# Implicit iterative methods oscillating?

1. Aug 18, 2015

### maistral

I'm under the impression that any implicit method for numerically solving ODE should be providing high stability in exchange for accuracy.

I'm trying to solve the differential equation:
dy/dx = -1000y + 3000 - 2000exp(-x) with intial conditions (0,0).

I still can't understand how come the numerical solution using the Implicit Midpoint is oscillating if it is supposed to be a stable method.

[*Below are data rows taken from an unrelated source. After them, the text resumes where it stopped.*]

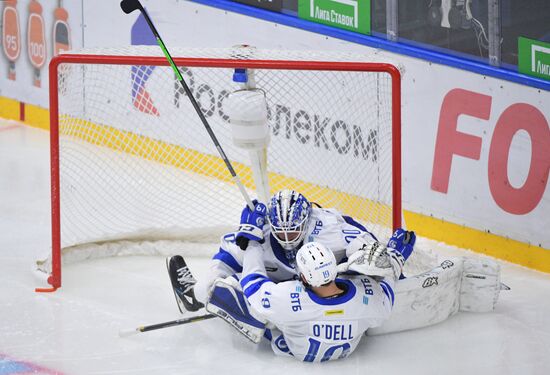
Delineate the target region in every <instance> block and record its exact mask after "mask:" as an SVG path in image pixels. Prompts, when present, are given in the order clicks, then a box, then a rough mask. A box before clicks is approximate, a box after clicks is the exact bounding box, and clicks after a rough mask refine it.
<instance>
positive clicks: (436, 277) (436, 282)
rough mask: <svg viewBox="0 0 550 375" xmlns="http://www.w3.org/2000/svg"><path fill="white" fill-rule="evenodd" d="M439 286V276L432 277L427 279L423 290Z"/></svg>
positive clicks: (429, 277) (426, 278)
mask: <svg viewBox="0 0 550 375" xmlns="http://www.w3.org/2000/svg"><path fill="white" fill-rule="evenodd" d="M434 285H438V283H437V276H432V277H428V278H426V280H424V282H423V283H422V288H429V287H431V286H434Z"/></svg>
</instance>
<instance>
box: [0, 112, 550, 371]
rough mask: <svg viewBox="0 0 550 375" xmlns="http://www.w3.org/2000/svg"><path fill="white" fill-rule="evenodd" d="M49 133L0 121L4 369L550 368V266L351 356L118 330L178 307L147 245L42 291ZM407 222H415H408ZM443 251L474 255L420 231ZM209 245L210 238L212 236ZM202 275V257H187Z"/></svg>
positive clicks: (192, 329) (354, 369)
mask: <svg viewBox="0 0 550 375" xmlns="http://www.w3.org/2000/svg"><path fill="white" fill-rule="evenodd" d="M48 135H49V134H48V133H47V132H44V131H40V130H35V129H30V128H27V127H23V126H20V125H18V124H17V123H14V122H0V271H1V272H0V297H1V299H0V375H5V374H28V373H38V374H262V375H267V374H278V375H280V374H288V375H290V374H294V373H300V374H305V373H315V374H331V375H334V374H341V375H355V374H362V375H367V374H380V375H381V374H399V375H403V374H422V375H426V374H483V375H490V374H495V375H496V374H499V375H501V374H540V375H548V374H550V275H547V274H542V273H539V272H536V271H531V270H528V269H525V268H522V267H518V266H514V265H511V264H508V263H504V262H501V264H502V280H503V281H504V282H505V283H506V284H508V285H509V286H510V287H511V288H512V290H511V291H508V292H502V293H501V298H500V301H499V303H498V305H497V308H496V310H495V311H494V312H492V313H486V314H473V313H459V314H458V315H455V316H454V317H452V318H450V319H448V320H447V321H445V322H443V323H440V324H438V325H435V326H432V327H428V328H423V329H418V330H414V331H408V332H402V333H395V334H390V335H385V336H375V337H365V338H364V339H363V341H362V342H361V344H360V346H359V347H358V348H357V350H356V351H355V352H354V353H353V354H352V355H351V356H350V357H349V358H347V359H345V360H342V361H334V362H329V363H323V364H304V363H300V362H297V361H295V360H293V359H289V358H281V357H275V356H274V355H273V354H272V352H271V349H270V348H269V346H268V345H267V344H266V343H262V344H260V345H258V346H256V345H254V344H251V343H250V342H248V341H247V340H246V339H245V338H244V337H242V336H240V335H238V334H237V333H236V332H234V331H233V330H232V329H231V328H230V327H229V326H228V325H226V324H225V323H224V322H222V321H220V320H217V319H213V320H208V321H204V322H198V323H193V324H189V325H185V326H180V327H172V328H167V329H163V330H158V331H154V332H148V333H142V334H138V335H135V336H132V337H128V338H119V337H118V331H119V329H121V328H131V327H135V326H139V325H142V324H152V323H157V322H162V321H167V320H172V319H177V318H179V317H181V315H180V314H179V312H178V311H177V308H176V304H175V301H174V296H173V294H172V291H171V288H170V286H169V280H168V277H167V275H166V270H165V264H164V259H163V258H162V257H154V256H132V257H118V258H106V259H105V258H104V259H98V260H92V261H86V262H82V263H77V264H73V265H69V266H67V267H65V268H64V273H63V287H62V288H61V289H60V290H58V291H57V292H56V293H50V294H38V293H35V292H34V288H35V287H37V286H43V285H39V282H38V280H37V279H36V278H35V276H34V275H33V273H32V272H31V269H32V266H33V263H34V261H35V260H36V258H37V257H38V256H39V255H41V254H42V253H43V252H44V251H45V250H47V249H49V247H50V245H49V243H50V217H49V156H48ZM412 229H414V228H412ZM420 244H421V245H422V246H423V247H428V248H431V249H433V250H434V251H435V252H437V253H441V254H453V255H473V254H472V253H469V252H466V251H464V250H458V249H455V248H451V247H448V246H444V245H441V244H437V243H434V242H432V241H428V240H420ZM211 246H212V247H216V246H217V245H216V244H212V245H211ZM188 263H189V265H190V267H191V269H192V270H193V272H194V273H195V276H198V277H200V276H201V273H203V272H204V271H205V269H206V266H207V259H206V258H200V257H197V258H189V259H188Z"/></svg>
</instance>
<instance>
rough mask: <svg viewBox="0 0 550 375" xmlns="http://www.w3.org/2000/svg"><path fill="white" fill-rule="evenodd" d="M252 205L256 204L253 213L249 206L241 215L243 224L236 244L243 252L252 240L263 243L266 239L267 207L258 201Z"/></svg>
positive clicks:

Judging from the values, they oscillate between ~0 and~2.

Am I missing something here?

2. Aug 19, 2015

### BvU

Seems to me your initial step is relatively big: dy/dx (0) = 1000 so 0.05 makes y shoot off.
You sure there aren't any conditions at all for the stability ?

 perhaps this helps -- but your midpoint is left as an exercise (nr 3 on p. 64....)

3. Aug 20, 2015

### maistral

I see. The implicit midpoint requiring an initial evaluation at dy/dx(0) at the evaluation (y0 + y1)/2 makes it shoot off. Thanks. Is it safe for me to say that implicit methods do strengthen stability, but not guarantee stability? (unless its backward Euler.. that thing is a tank)

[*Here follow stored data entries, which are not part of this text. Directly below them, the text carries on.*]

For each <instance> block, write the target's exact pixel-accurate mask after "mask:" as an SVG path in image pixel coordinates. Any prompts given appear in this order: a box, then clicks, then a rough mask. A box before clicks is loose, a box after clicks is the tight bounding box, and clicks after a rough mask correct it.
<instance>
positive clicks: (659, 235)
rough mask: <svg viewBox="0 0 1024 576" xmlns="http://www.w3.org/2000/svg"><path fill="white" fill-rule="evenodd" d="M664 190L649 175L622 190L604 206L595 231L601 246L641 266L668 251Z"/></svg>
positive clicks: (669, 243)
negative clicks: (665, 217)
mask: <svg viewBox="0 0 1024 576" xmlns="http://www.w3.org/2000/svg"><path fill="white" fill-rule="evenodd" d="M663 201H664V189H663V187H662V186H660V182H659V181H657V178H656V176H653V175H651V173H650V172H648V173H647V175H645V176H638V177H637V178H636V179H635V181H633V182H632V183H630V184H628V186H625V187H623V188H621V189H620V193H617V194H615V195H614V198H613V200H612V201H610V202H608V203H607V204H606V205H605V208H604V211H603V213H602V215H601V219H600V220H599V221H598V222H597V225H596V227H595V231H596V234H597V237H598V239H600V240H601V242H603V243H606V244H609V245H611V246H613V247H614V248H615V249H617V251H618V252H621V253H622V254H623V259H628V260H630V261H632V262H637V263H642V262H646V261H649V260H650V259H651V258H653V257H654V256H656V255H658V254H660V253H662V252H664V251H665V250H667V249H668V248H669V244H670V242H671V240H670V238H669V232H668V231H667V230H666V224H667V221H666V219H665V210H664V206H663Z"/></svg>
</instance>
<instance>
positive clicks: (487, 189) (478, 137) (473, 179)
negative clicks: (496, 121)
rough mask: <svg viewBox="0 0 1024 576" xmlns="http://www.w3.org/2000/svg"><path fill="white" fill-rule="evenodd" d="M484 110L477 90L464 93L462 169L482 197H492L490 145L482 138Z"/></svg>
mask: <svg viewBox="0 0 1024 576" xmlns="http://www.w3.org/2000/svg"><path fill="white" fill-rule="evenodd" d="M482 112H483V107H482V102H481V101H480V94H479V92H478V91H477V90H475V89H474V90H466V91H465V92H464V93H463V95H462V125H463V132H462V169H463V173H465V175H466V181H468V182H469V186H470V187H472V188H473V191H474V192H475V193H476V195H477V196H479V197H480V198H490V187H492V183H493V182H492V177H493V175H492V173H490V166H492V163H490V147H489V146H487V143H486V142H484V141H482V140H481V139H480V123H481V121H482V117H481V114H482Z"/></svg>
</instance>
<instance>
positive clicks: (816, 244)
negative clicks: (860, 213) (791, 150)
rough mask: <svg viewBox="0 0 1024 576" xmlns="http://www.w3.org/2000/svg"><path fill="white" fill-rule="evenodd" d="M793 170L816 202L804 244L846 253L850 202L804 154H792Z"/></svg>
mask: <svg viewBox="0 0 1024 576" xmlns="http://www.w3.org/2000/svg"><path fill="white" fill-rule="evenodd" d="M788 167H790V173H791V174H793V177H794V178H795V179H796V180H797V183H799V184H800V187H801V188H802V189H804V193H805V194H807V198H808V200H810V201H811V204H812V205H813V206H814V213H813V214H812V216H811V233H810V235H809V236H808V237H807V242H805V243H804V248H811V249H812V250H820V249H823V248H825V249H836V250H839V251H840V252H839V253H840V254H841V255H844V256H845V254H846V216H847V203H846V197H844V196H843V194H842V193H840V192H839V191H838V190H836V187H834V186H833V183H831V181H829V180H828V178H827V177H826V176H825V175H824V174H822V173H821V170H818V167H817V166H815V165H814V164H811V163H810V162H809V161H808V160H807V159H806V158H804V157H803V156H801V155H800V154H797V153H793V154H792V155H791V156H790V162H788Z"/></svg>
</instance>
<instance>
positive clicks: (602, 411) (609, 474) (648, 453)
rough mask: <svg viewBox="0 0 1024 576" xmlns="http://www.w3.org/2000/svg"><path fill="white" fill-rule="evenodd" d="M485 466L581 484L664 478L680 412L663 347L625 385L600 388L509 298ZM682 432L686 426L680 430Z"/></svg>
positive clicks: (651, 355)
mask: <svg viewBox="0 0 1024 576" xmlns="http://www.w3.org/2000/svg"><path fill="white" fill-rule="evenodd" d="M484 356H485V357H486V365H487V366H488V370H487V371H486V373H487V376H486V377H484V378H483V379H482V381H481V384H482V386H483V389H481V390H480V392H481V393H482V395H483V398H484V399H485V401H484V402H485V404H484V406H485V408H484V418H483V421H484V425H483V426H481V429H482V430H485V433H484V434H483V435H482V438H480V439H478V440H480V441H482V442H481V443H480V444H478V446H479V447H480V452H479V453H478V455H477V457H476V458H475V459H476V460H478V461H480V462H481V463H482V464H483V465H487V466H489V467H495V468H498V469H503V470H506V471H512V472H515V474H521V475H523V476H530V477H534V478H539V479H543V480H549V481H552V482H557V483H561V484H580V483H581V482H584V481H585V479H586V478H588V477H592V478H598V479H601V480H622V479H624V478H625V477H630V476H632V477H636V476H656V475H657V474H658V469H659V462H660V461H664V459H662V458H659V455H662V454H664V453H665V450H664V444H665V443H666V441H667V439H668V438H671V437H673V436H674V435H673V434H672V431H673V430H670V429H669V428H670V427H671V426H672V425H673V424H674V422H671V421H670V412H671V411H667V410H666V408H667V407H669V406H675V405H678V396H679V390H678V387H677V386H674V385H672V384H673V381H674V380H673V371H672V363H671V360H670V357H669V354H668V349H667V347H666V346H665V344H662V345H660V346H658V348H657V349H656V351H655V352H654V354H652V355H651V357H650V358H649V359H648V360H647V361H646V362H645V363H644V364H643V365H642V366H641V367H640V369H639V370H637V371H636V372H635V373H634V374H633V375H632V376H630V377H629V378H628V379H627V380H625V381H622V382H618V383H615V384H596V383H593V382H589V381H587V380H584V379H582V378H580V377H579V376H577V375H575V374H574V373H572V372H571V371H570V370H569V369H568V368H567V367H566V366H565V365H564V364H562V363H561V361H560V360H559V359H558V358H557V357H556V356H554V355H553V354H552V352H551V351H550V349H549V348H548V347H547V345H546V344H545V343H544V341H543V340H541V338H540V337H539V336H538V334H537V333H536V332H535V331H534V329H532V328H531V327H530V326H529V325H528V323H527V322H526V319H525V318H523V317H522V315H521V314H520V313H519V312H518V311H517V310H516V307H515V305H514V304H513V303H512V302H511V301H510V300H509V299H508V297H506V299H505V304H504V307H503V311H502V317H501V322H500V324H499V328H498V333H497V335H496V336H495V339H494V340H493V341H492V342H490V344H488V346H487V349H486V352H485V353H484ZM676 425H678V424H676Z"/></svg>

I guess I'm really better off with the Gauss-Legendre RK or that BDF thing. Thanks!

4. Aug 20, 2015

### BvU

I think I can agree with your statement. I think that's exactly the subject of the link I gave you.

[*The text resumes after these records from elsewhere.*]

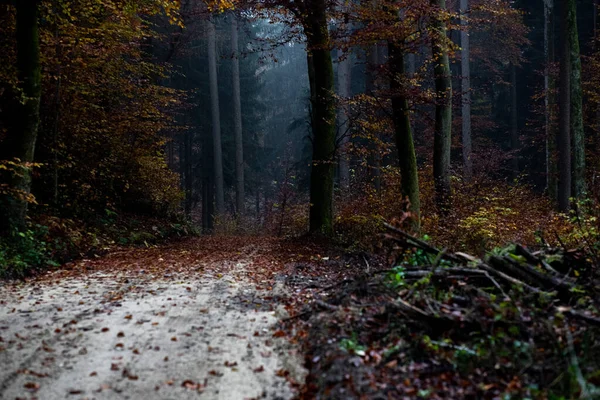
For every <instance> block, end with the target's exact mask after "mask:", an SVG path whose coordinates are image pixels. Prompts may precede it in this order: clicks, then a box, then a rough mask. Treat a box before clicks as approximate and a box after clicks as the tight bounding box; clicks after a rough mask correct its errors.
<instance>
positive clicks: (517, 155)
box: [509, 63, 521, 179]
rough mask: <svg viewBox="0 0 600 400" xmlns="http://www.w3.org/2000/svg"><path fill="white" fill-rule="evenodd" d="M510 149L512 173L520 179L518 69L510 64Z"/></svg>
mask: <svg viewBox="0 0 600 400" xmlns="http://www.w3.org/2000/svg"><path fill="white" fill-rule="evenodd" d="M509 69H510V149H511V151H512V153H513V155H512V159H511V173H512V177H513V179H517V178H518V177H519V173H520V170H519V157H520V154H519V152H520V147H521V146H520V140H519V114H518V93H517V67H516V66H515V64H513V63H510V67H509Z"/></svg>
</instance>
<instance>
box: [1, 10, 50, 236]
mask: <svg viewBox="0 0 600 400" xmlns="http://www.w3.org/2000/svg"><path fill="white" fill-rule="evenodd" d="M16 10H17V28H16V39H17V72H18V78H19V89H20V90H21V93H20V95H21V99H20V101H19V105H18V113H17V114H16V115H14V121H15V123H14V125H13V126H12V127H11V129H10V130H9V132H8V135H7V137H6V140H5V143H4V145H3V146H4V149H3V150H2V158H4V159H6V160H9V161H15V162H17V163H19V164H20V166H19V168H18V169H19V171H18V172H19V173H18V174H10V175H9V176H7V179H6V181H7V183H8V185H9V190H10V192H11V194H9V195H5V196H4V198H3V199H2V201H0V231H4V232H6V231H9V230H12V229H15V228H16V229H22V228H23V227H24V226H25V218H26V215H27V204H28V201H27V199H28V197H29V194H30V192H31V168H30V165H29V164H30V163H32V162H33V156H34V152H35V142H36V139H37V134H38V126H39V122H40V116H39V110H40V96H41V66H40V44H39V30H38V1H37V0H19V1H18V2H16ZM15 194H17V195H15Z"/></svg>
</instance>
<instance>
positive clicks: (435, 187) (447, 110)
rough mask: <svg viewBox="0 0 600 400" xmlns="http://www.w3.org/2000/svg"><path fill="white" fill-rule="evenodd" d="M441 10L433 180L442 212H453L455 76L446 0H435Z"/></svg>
mask: <svg viewBox="0 0 600 400" xmlns="http://www.w3.org/2000/svg"><path fill="white" fill-rule="evenodd" d="M431 5H432V6H433V8H434V9H437V10H436V11H437V13H436V15H435V16H434V17H433V20H432V25H431V28H432V39H431V41H432V49H433V58H434V65H435V66H434V69H433V72H434V76H435V93H436V105H435V128H434V139H433V140H434V143H433V179H434V181H435V192H436V203H437V205H438V207H439V208H440V210H441V211H442V212H447V211H449V208H450V202H451V191H452V188H451V184H450V150H451V144H452V143H451V135H452V79H451V76H450V62H449V59H448V45H447V41H448V39H447V37H446V24H445V21H444V19H443V16H442V15H443V14H442V12H444V11H445V10H446V0H431Z"/></svg>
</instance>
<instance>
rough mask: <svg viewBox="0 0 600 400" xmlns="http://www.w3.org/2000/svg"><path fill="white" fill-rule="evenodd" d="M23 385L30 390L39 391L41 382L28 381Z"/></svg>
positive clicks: (32, 390) (25, 388) (23, 386)
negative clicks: (31, 381)
mask: <svg viewBox="0 0 600 400" xmlns="http://www.w3.org/2000/svg"><path fill="white" fill-rule="evenodd" d="M23 387H24V388H25V389H27V390H28V391H30V392H37V391H38V389H39V388H40V384H39V383H35V382H27V383H25V384H24V385H23Z"/></svg>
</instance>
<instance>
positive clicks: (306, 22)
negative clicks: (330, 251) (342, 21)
mask: <svg viewBox="0 0 600 400" xmlns="http://www.w3.org/2000/svg"><path fill="white" fill-rule="evenodd" d="M307 10H308V15H307V18H306V23H305V27H304V28H305V33H306V37H307V45H308V51H309V53H311V57H310V58H311V59H312V60H311V61H312V73H311V74H309V76H310V77H311V85H310V86H311V101H312V112H313V117H312V120H313V124H312V129H313V157H312V169H311V174H310V216H309V220H310V231H311V232H312V233H322V234H326V235H328V234H331V233H332V232H333V180H334V175H335V162H334V156H335V114H336V112H335V111H336V110H335V97H334V95H333V93H334V90H335V88H334V77H333V62H332V60H331V52H330V38H329V31H328V29H327V28H328V27H327V4H326V2H325V0H308V1H307ZM310 69H311V67H309V70H310Z"/></svg>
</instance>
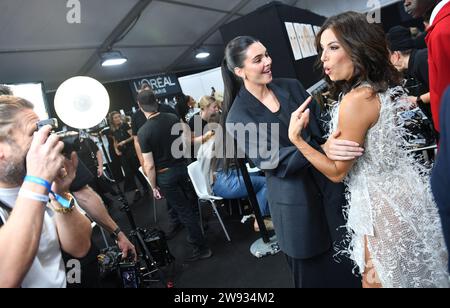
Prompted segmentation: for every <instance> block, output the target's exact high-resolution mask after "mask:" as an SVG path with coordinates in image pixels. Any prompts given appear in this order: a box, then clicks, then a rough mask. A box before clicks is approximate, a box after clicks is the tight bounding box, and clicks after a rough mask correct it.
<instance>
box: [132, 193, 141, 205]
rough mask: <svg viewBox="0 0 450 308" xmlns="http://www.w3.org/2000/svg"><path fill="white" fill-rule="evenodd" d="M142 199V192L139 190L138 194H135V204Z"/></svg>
mask: <svg viewBox="0 0 450 308" xmlns="http://www.w3.org/2000/svg"><path fill="white" fill-rule="evenodd" d="M141 198H142V195H141V192H140V191H139V190H137V191H136V193H135V194H134V198H133V202H138V201H139V200H141Z"/></svg>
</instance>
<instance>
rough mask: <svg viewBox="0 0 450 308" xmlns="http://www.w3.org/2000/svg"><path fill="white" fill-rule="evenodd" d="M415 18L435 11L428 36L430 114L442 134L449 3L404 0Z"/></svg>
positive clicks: (448, 18) (449, 82)
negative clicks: (440, 125) (442, 96)
mask: <svg viewBox="0 0 450 308" xmlns="http://www.w3.org/2000/svg"><path fill="white" fill-rule="evenodd" d="M404 5H405V9H406V11H407V12H408V13H409V14H411V15H412V16H413V17H416V18H417V17H421V16H423V15H424V14H425V13H427V12H432V14H431V20H430V28H429V29H428V35H427V37H426V41H427V45H428V62H429V69H430V93H431V111H432V113H433V122H434V126H435V128H436V130H437V131H438V132H440V126H439V111H440V105H441V100H442V96H443V94H444V90H445V89H446V88H447V87H448V86H449V85H450V0H442V1H440V0H404Z"/></svg>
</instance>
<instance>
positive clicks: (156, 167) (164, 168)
mask: <svg viewBox="0 0 450 308" xmlns="http://www.w3.org/2000/svg"><path fill="white" fill-rule="evenodd" d="M138 102H139V107H140V108H141V110H142V111H143V112H144V114H145V116H146V117H147V119H148V120H147V122H146V123H145V125H144V126H143V127H141V129H140V130H139V132H138V139H139V144H140V147H141V149H142V156H143V159H144V170H145V172H146V174H147V177H148V179H149V181H150V185H151V187H152V189H153V195H154V197H155V198H156V199H161V198H162V195H164V196H165V197H166V199H167V202H168V203H170V205H171V206H172V207H173V208H174V209H175V210H176V212H177V213H178V217H179V219H180V221H181V223H182V224H183V225H184V226H185V227H186V229H187V231H188V234H189V239H190V242H191V244H192V245H193V247H194V251H193V253H192V255H191V256H189V257H188V258H187V259H186V260H185V261H196V260H200V259H206V258H209V257H211V256H212V252H211V250H210V249H209V248H208V246H207V243H206V239H205V238H204V236H203V234H202V231H201V229H200V224H199V222H200V221H199V217H198V216H197V215H196V214H195V212H194V203H195V192H194V191H193V188H192V184H191V182H190V179H189V175H188V173H187V163H186V160H185V159H184V158H175V157H174V155H173V154H174V153H172V145H173V144H174V143H177V142H178V141H179V140H180V139H181V137H182V136H181V134H182V133H180V134H179V135H172V128H173V126H174V125H177V124H178V125H181V126H182V125H183V124H182V122H181V121H180V120H179V119H178V118H177V117H176V116H175V115H173V114H168V113H161V112H159V111H158V104H157V102H156V98H155V95H154V94H153V92H152V91H149V90H146V91H142V92H141V93H139V95H138ZM186 130H187V129H186Z"/></svg>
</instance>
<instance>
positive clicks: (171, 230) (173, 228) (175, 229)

I don't know what line of work/study you are in, but I find it very useful to check derivative absolute values, no matter which integrator is at work in the program I'm using.
Big values means you want to try small step sizes, but once the values are comparable and relatively smaller you want bigger steps to make reasonable progress.
For your expression I would say that's a 'stiff' ODE and the Gear method comes to mind. Sometimes you have a choice and you simply try one or two.

There's a truckload of litterature on this subject to be found on the internet nowadays, so: happy hunting !

5. Aug 20, 2015

### Staff: Mentor

The solution oscillating between 0 and 2 does not mean that it is unstable. It's just not a good approximation. An unstable solution grows without bound.

Chet